Second, King agrees with the Church that these three issues are linked:
We must see now that the evils of racism, economic exploitation and militarism are all tied together…you can’t really get rid of one without getting rid of the others…the whole structure of American life must be changed.
Third, King’s vision of the contemporary world exactly matches the Catholic vision emerging from Vatican Council II (1962-1965).  The Council saw technological progress as the hallmark of modern life, and praised such progress but offered this caution: technological progress confers new power, but the good use of that power requires a matching progress in wisdom and goodness. 
Here is how King saw the same “moral lag”:
“Through our scientific and technological genius, we have made of this world a neighborhood and yet we have not had the ethical commitment to make of it a brotherhood. But somehow, and in some way, we have got to do this.”

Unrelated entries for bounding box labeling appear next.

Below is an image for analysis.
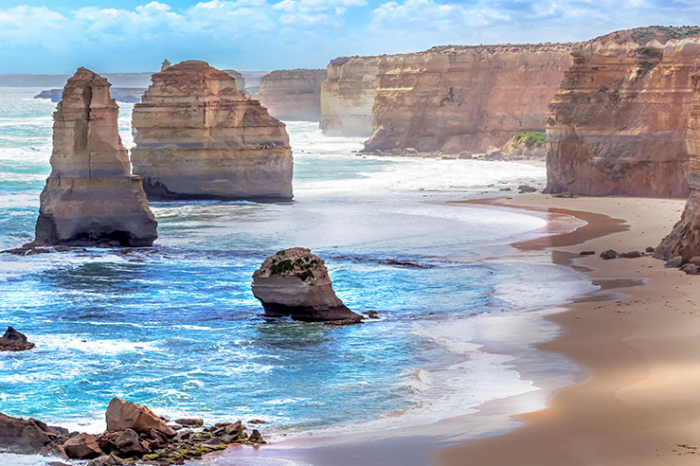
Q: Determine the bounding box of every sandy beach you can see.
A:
[202,194,700,466]
[429,195,700,466]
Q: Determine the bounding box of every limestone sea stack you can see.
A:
[321,57,380,137]
[33,68,158,247]
[132,61,293,200]
[365,44,572,155]
[546,27,700,197]
[253,248,362,324]
[654,76,700,261]
[255,69,326,121]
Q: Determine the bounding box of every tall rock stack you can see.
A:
[547,27,700,197]
[365,44,572,155]
[255,69,326,121]
[33,68,158,246]
[132,61,293,200]
[654,76,700,260]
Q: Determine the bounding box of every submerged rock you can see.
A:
[0,327,34,351]
[131,60,293,200]
[253,248,362,324]
[105,397,176,437]
[30,68,158,246]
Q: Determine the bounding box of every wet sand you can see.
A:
[205,195,688,466]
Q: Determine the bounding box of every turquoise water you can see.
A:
[0,88,589,444]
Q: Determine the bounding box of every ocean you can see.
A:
[0,88,593,464]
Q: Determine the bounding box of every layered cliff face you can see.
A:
[34,68,157,246]
[321,57,382,137]
[365,44,572,154]
[255,70,326,121]
[654,76,700,261]
[547,27,700,197]
[132,61,292,199]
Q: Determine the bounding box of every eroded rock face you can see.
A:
[0,327,34,351]
[365,44,572,154]
[132,61,292,200]
[255,69,326,121]
[253,248,362,323]
[547,27,700,197]
[321,57,380,137]
[33,68,158,246]
[105,398,175,436]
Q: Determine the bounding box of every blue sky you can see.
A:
[0,0,700,73]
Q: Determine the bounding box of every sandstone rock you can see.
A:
[63,433,103,460]
[665,256,683,269]
[600,249,618,260]
[620,251,644,259]
[132,61,292,200]
[0,413,61,454]
[31,68,157,246]
[255,69,326,121]
[87,455,124,466]
[105,398,176,437]
[253,248,362,323]
[321,57,383,137]
[360,44,573,154]
[546,27,700,197]
[0,327,34,351]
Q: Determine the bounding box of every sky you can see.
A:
[0,0,700,74]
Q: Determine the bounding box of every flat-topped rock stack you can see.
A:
[132,61,293,200]
[253,248,362,324]
[32,68,158,246]
[547,27,700,197]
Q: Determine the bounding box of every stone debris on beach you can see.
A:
[0,398,266,466]
[253,248,362,325]
[0,327,34,351]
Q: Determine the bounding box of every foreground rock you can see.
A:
[253,248,362,324]
[131,61,292,200]
[547,27,700,197]
[0,398,266,466]
[31,68,158,246]
[0,327,34,351]
[360,44,572,154]
[255,69,326,121]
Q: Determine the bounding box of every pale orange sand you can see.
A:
[428,195,700,466]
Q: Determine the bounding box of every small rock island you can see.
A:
[32,68,158,247]
[253,248,362,324]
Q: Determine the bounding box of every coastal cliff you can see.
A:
[321,57,383,137]
[546,27,700,197]
[33,68,158,246]
[365,44,572,154]
[654,76,700,265]
[255,69,326,121]
[132,61,292,200]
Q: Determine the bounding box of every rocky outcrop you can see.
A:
[224,70,245,94]
[365,44,572,155]
[253,248,362,324]
[131,61,292,200]
[34,87,146,104]
[0,327,34,351]
[105,398,175,436]
[32,68,157,246]
[547,27,700,197]
[321,57,382,137]
[654,76,700,258]
[255,69,326,121]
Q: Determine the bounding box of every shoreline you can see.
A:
[201,195,640,466]
[429,195,700,466]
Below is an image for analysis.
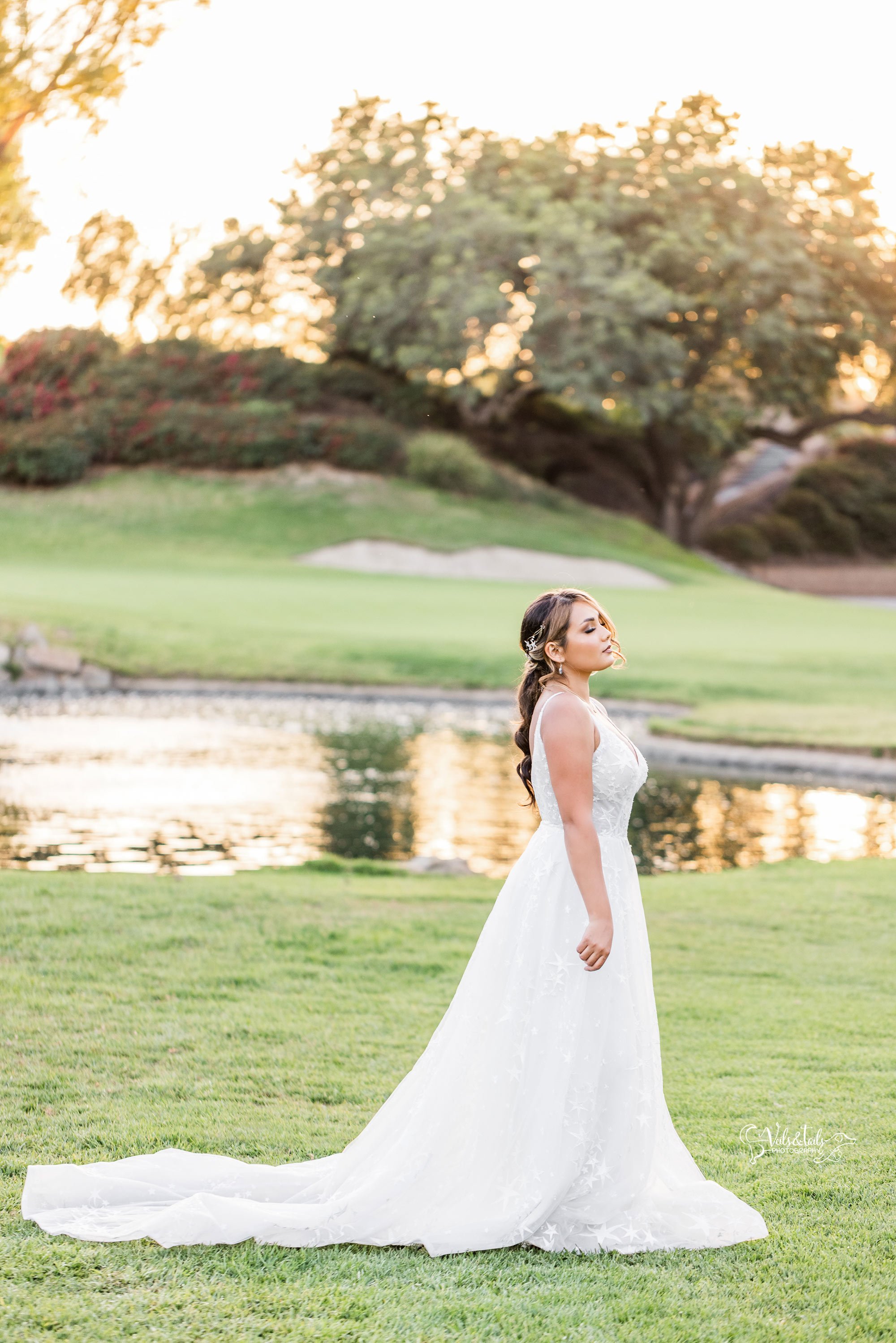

For King, as for Vatican II, this “moral lag” is at the root of what he calls the world’s three great evils:
“This problem of spiritual and moral lag, which constitutes modern man’s chief dilemma, expresses itself in three larger problems which grow out of man’s ethical infantilism. Each of these problems, while appearing to be separate and isolated, is inextricably bound to the other. I refer to racial injustice, poverty, and war.”
And for King, as for Vatican II, the challenge lies in our moral progress catching up to our technological progress:
Mankind’s survival is dependent upon man’s ability to solve the problems of racial injustice, poverty, and war; the solution of these problems is in turn dependent upon man squaring his moral progress with his scientific progress, and learning the practical art of living in harmony”
Based on his own words, then, King’s voice still speaks to our time, much the way Catholic Social Teaching does.  Taken together, they represent our brightest wisdom and our clearest hope--but who will champion of such vision? 
On a day when many seek to fence in King’s legacy to narrow questions of race, we should rededicate ourselves to his broader cause of waging nonviolent combat against racism, inequality, and militarism.